A Case Against Blogging

Well, great. Stefan McDaniel writes in First Things' On the Square:

Someone recently encouraged me to write more, because “words aren’t lifeblood. Words are cheap.” Words are certainly held cheap, and the blogosphere has drastically lowered the going rate....

The blogpost is biased toward speed, brevity, and cleverness. It thus hands the public square over to bullies, sophists, and clowns....

Furthermore, even good blogging threatens to worsen our already bad relation with the written word. Several excellent bloggers have told me that they find it much harder than they once did either to follow sustained written arguments (especially when not tricked out with flashy rhetoric) or to make such arguments themselves; they have grown impatient with writing that does not meet bloggy criteria.


The scary thing is, I think there's something to this. I've noticed that even when I have all sorts of good books I could be reading, and even though on the web there are plenty of thoughtful, informative, interesting articles.... I somehow end up cruising around the same silly sites again and again, hoping they're updated. icanhazcheezburger and Cake Wrecks and Photoshop Disasters and such are pretty entertaining, but I don't want to be spending so much time on them. And at the same time I'm so impatient about following a sustained line of thought, even if it's, say, a trenchant and beautifully written sermon by John Henry Newman.

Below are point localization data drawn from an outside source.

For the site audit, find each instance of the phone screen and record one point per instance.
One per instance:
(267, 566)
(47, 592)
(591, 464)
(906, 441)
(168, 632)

Eh, I'm bored with this subject. Check out these stormtroopers on the anniversary of the Death Star explosion!

4 comments:

Joe of St. Thérèse said...

Do both, moderation is the key :)...I'm usually reading something and blogging at the same time :)

Warren said...

I think that a certain distaste for whatever is the "going fashion" is just what the doctor ordered.

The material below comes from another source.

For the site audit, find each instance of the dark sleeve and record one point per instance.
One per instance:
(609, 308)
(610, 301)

I like blogs when they are not about being a bully, a sophist, or a clown.

I disagree that all blogs are any such thing, but I know that most political and most of the doctrinaire-subgenre of religious blogs tend towards that smash-and-grab prose style.

American political bloggers, and "tier-one" bloggers of any stripe, are THE WORST.

Little insignificant nobodies of the blogosphere, are 10x more worth reading than the Big Boys or the Big Girls.

W

Mary Rose said...

Your post convicted me! I also have tons of great books on my shelf but my attention span has been shortened by net usage. However, I'm aware and am trying to "train" myself again to read books. :-)

Now, off to surf!

Rachel said...

Joe, I wish I had your talent!
Warren, I've noticed the same thing. I think the big boys of blogging know they have to have strong wording and controversial topics to get attention, while little bloggers know that only their family and friends will read, and so conduct themselves more politely, as in real life.
Mary Rose, I'm trying to train myself too. Baby steps. I've given up surfing in the morning and now at breakfast I read a book instead.